Nathan Lipsey, a senior computer science student at University of Nevada, Reno, stated that “AI doesn’t really have a sense of creativity. When AI produces art, all it’s doing is mimicking bits and pieces of the art that it’s been fed in the past.”

It can be argued that AI is merely a modern collage tool, a mix of thousands of images online to create something completely new, but it may make mistakes and only outwardly resembles the training data.

For example, sometimes AI makes simple mistakes that a human artist wouldn’t make, such as giving a hand six fingers or melting eyes off of a face. This is likely due to there being many source images where the hands are hidden or the eyes are stylized in a cartoon or anime art style.

“If you wanted a picture of a monkey in space, AI could certainly make that for you, but it’s just blending together stuff that it knows about,” Lipsey said. “A professional artist usually draws with intent. You might see the space logo on the monkey’s outfit be a banana-shaped planet or something like that, for example.

“An AI art program wouldn’t really think to do that unless a bunch of artists had been drawing monkeys in space with that specific logo.”

It would be interesting for me to see what AI could create from my art and I have had fun messing with AI using pictures I’ve taken from my phone.

The reason I will never use my own artwork as samples for AI is because it doesn’t feel authentic. None of it does. What is the point of being an artist if you remove the most important part of making art, the process?

It’s difficult to explain without being cheesy, but I simply find catharsis when I finish a difficult piece. I also enjoy drawing people in public and showing them the drawings, or absorbing myself fully in a world that I created.

The sad part about the art-making process is that it takes a long time and requires money, especially if it’s a huge project like an animated film or a video game.

Triple-A video games such as “Assassin’s Creed Valhalla,” “Cyberpunk 2077” and “Red Dead Redemption 2” had budgets that ranged from $80 million to $100 million and can take from five to eight years to create.

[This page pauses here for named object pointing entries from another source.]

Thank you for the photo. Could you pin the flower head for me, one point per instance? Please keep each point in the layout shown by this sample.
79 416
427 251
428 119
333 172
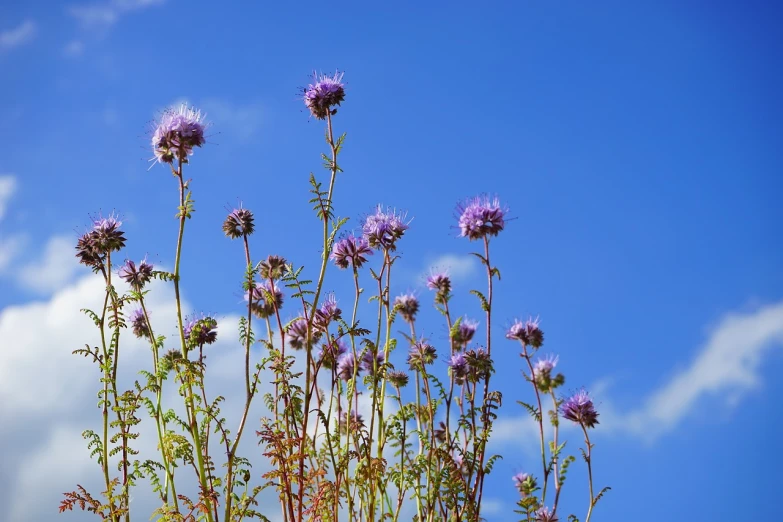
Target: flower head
579 408
421 354
139 324
238 223
480 217
463 332
543 514
324 93
407 305
383 229
350 251
346 366
267 298
199 332
136 276
529 333
331 353
177 132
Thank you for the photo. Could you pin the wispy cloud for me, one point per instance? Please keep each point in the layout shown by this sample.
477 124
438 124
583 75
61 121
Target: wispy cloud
102 16
7 190
17 36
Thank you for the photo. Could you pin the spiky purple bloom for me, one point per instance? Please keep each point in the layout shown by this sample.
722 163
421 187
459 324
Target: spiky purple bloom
199 332
350 251
543 514
328 312
421 354
238 223
331 352
383 229
373 362
408 306
297 334
346 366
529 332
579 408
267 298
139 324
177 132
480 217
324 93
458 367
136 276
464 332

Animated films are well-known for having intensive workloads and huge budgets, from an average budget being $50 million and going up to $260 million. The other price of animation is that it also requires a specialized set of skills that necessitate years of training and occasionally entirely new software to create never-before-seen effects and animation.

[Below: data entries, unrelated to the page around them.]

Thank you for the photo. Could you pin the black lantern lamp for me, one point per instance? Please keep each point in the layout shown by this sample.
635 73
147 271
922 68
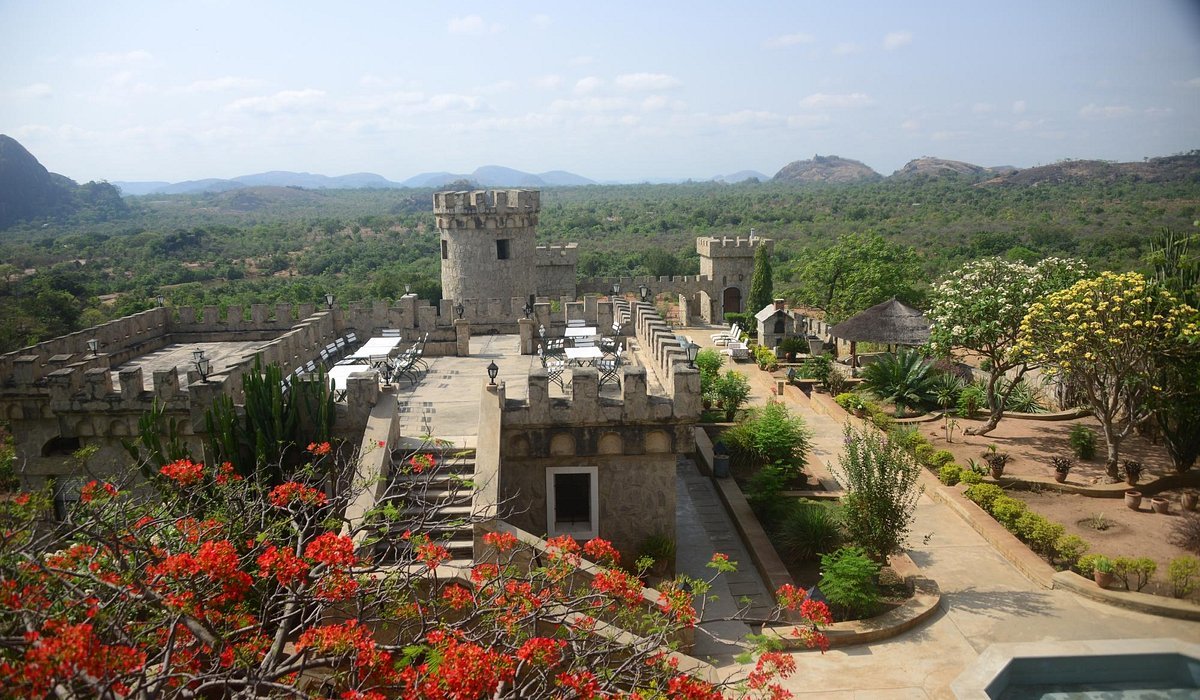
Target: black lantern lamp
203 365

This is where the real dilemma about AI art comes into play.

AI can create dozens of near professional level art pieces, such as concept art for animation and video games or editorial art for newspaper articles within minutes.

There are artists who have spent their entire lives building skills so they can eventually work in their dream jobs. There are also current professionals whose entire livelihoods are at stake if AI fully takes over.

However, there is hope.

Three artists including Sarah Andersen, Kelly McKernan and Karla Ortiz have started a lawsuit suing OpenAI, Stability AI and Midjourney for using their art and other artists’ works without permission in the AI’s datasets.

They intend to set legal precedent for AI art programs, stating that they want AI “to be fair and ethical for everyone.”

If this lawsuit is successful, it would mean that AI programs have to ask for explicit consent before training on any images. They would also have to remove all copyrighted images from their datasets or face more lawsuits in the future.

I understand that technology will always be advancing, but a human mind can never be implemented in a computer.

AI relies on stealing from not just big-name companies like Disney or Warner Brothers, but also smaller, independent artists that need art to survive.

Creativity is inherently a human trait, and a computer can never mimic the brain of an artist.